Produced by Douglas Eadie from his own scripts with Gaelic translation by Dolina MacLennan and directed by Mike Alexander, this is one of those rare films in which, throughout, for the duration of every one of its 55 minutes, you cannot take your eyes off the screen.

It establishes a continuity from the 19th century to now, and with Mary MacPherson, we stand on the threshold of the 20th century. The Clearances, the land raids, the question of who owns the land, what it is and is not used for, and how the Gaelic language is treated were among the most pressing urgencies of her world. They have not gone away. In the anthology, 100 Favourite Gaelic Poems, Mary is represented by an extract from the poignant and perennially beautiful song, “Nuair bha mi Og”/“When I Was Young’ and the asportation of the stone is commemorated in “Oran na Cloiche”/”The Song of the Stone” by Dòmnhall Ruadh Mac An t-Saoir/Donald MacIntyre. Two aspects of the tradition: one of immediate historical reference, the other of lasting human significance. Poetry and song and all the arts enact this complementarity. We measure one against the other.

When we see how badly misreported contemporary news is through the media today we should step back and remember how utterly disregarded the whole historical understanding of contemporary politics is.
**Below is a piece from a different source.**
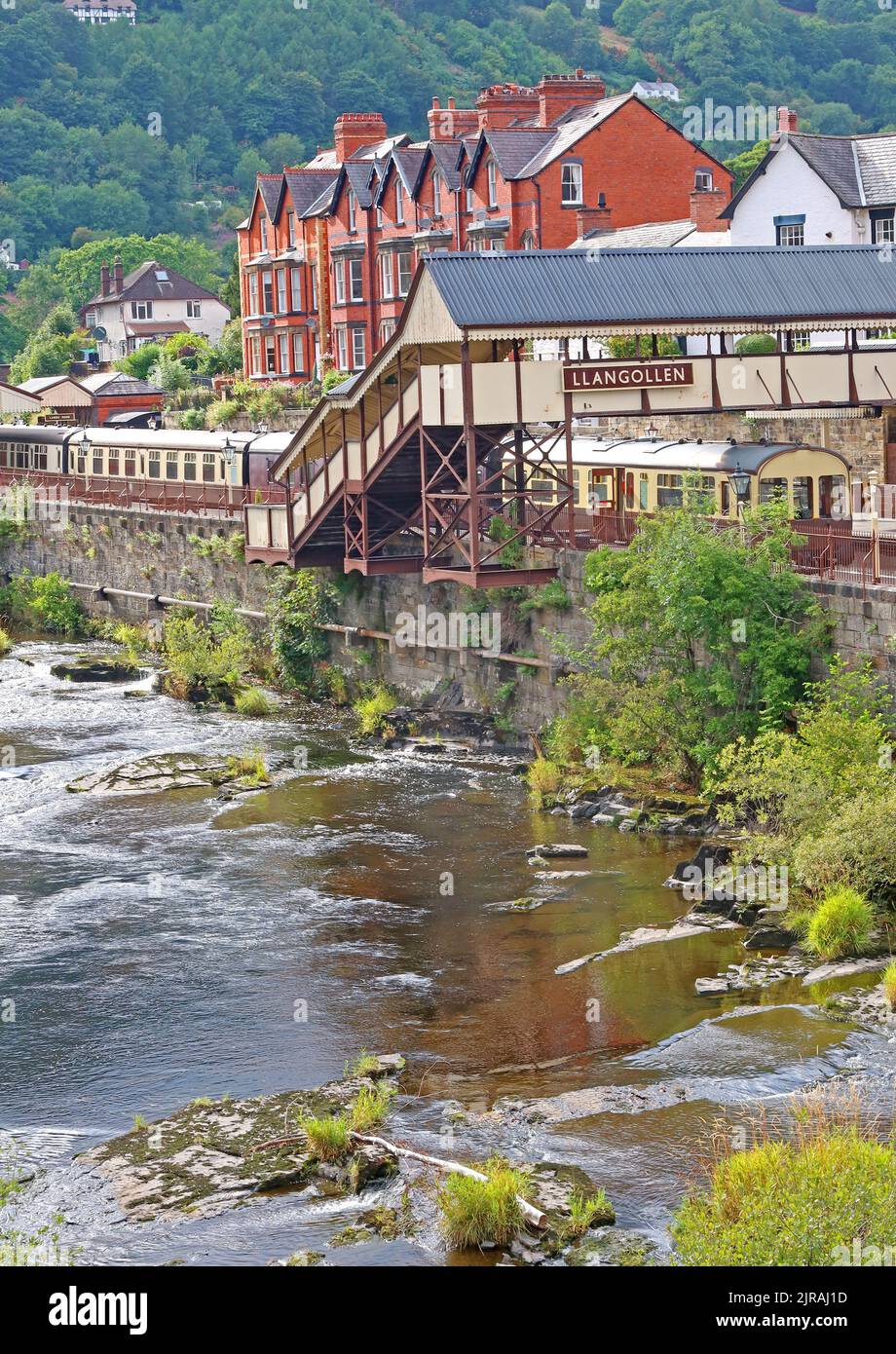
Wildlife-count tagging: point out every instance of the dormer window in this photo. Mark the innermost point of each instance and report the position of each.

Not only misreported, but simply not reported at all. The most dangerous policy of all is the slow infiltration of consciousness to gently persuade people generally that this is how it is, how it always was, and how it should forever be.

This is wrong. It is morally repugnant. It is the work of liars and villainy. Some things we must never get accustomed to. Some things must always be resisted. Reading Duncan Ban MacIntyre, John Murdoch and Mary MacPherson are a perpetual reminder and renewal of this truth.